Cuando tenemos un mal día, es habitual abrir la nevera sin tener hambre real, buscar algo dulce o picar más de la cuenta. Este comportamiento se conoce como ingesta emocional y aparece cuando usamos la comida para gestionar emociones como el estrés, la ansiedad, la tristeza o el aburrimiento. Investigadores de la Universidad del País Vasco han analizado este fenómeno y concluyen que es mucho más habitual de lo que parece. Comer de manera puntual porque estamos nerviosos o tristes no es, por sí solo, ningún trastorno. El problema aparece cuando esta respuesta se convierte en la principal herramienta para afrontar el malestar y acabamos comiendo casi siempre que tenemos una emoción negativa.
Comer más de la cuenta, una respuesta habitual del cuerpo humano
No es hambre física, es una respuesta emocional
La diferencia entre hambre física y hambre emocional es importante. La primera acostumbra a aparecer de manera gradual y responde a una necesidad real de energía. La segunda puede surgir de golpe, justo después de una discusión, una jornada complicada o un momento de angustia. Además, suele dirigirnos hacia alimentos muy concretos, especialmente productos dulces, snacks, bollería, comida rápida o alimentos ricos en grasas.
La razón es que estos alimentos pueden generar una sensación inmediata de recompensa y alivio. Durante unos minutos, comer ayuda a distraernos del problema y puede reducir la intensidad de la emoción negativa. Pero este efecto acostumbra a ser corto.

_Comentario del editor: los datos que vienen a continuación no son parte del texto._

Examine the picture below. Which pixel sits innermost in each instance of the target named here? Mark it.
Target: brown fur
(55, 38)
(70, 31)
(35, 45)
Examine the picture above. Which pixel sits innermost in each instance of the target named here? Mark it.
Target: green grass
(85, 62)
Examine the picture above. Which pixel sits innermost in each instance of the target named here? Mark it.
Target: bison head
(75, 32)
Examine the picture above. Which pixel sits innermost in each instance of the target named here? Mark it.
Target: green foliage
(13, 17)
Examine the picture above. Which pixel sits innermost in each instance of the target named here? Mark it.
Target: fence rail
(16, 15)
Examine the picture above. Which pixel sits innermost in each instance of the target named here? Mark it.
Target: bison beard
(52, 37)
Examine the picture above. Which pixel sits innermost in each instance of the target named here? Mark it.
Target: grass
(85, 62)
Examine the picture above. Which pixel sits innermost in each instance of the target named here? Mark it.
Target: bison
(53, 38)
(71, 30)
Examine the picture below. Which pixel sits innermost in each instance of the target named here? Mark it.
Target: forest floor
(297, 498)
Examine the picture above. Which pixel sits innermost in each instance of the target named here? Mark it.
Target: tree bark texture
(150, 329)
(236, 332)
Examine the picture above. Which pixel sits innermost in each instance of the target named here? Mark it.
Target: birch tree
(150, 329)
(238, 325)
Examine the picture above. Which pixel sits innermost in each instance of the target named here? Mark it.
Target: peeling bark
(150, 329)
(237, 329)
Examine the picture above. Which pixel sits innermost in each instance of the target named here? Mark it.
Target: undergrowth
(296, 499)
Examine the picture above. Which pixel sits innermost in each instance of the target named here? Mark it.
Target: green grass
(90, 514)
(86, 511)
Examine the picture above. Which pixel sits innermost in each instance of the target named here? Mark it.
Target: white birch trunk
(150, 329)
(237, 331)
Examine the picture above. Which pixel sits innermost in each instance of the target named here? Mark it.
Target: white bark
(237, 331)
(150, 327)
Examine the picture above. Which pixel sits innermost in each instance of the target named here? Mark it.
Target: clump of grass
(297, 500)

Cuando pasa, el problema original continúa allí y, en algunos casos, se añade culpa o malestar por haber comido sin necesidad.
La investigación muestra que las personas con más dificultades para gestionar emociones negativas tienden a recurrir más a menudo a la ingesta emocional. Esta relación aparece tanto en personas con problemas psicológicos como en aquellas que no los tienen y se da en diferentes edades y géneros. Tristeza, ansiedad, estrés o aburrimiento pueden desencadenar el mismo mecanismo.
Antes de abrir la nevera, pregúntate qué estás sintiendo
La solución no pasa por prohibirse comer ni por culpabilizarse cada vez que se pica algo. Lo más útil es detectar qué está pasando. Antes de ir directamente a la comida, se puede hacer una pausa y preguntarse si realmente hay hambre o si se está intentando calmar una emoción. Identificar qué ha pasado justo antes también ayuda. Puede ser una discusión, cansancio, estrés laboral, aburrimiento o sensación de soledad. Poner nombre a esta emoción permite buscar otras respuestas. Hablar con alguien, salir a caminar, hacer ejercicio, descansar, escribir o practicar una actividad relajante pueden ser alternativas útiles.
El objetivo no es eliminar completamente la ingesta emocional, porque forma parte de la vida cotidiana de muchas personas. Lo que conviene evitar es que sea la única respuesta disponible ante el malestar. Por eso, la próxima vez que venga el impulso de comer después de un mal día, puede ser útil hacerse una pregunta muy sencilla: "¿Tengo hambre de verdad o estoy intentando sentirme mejor?". Esta diferencia puede cambiar completamente nuestra relación con la comida.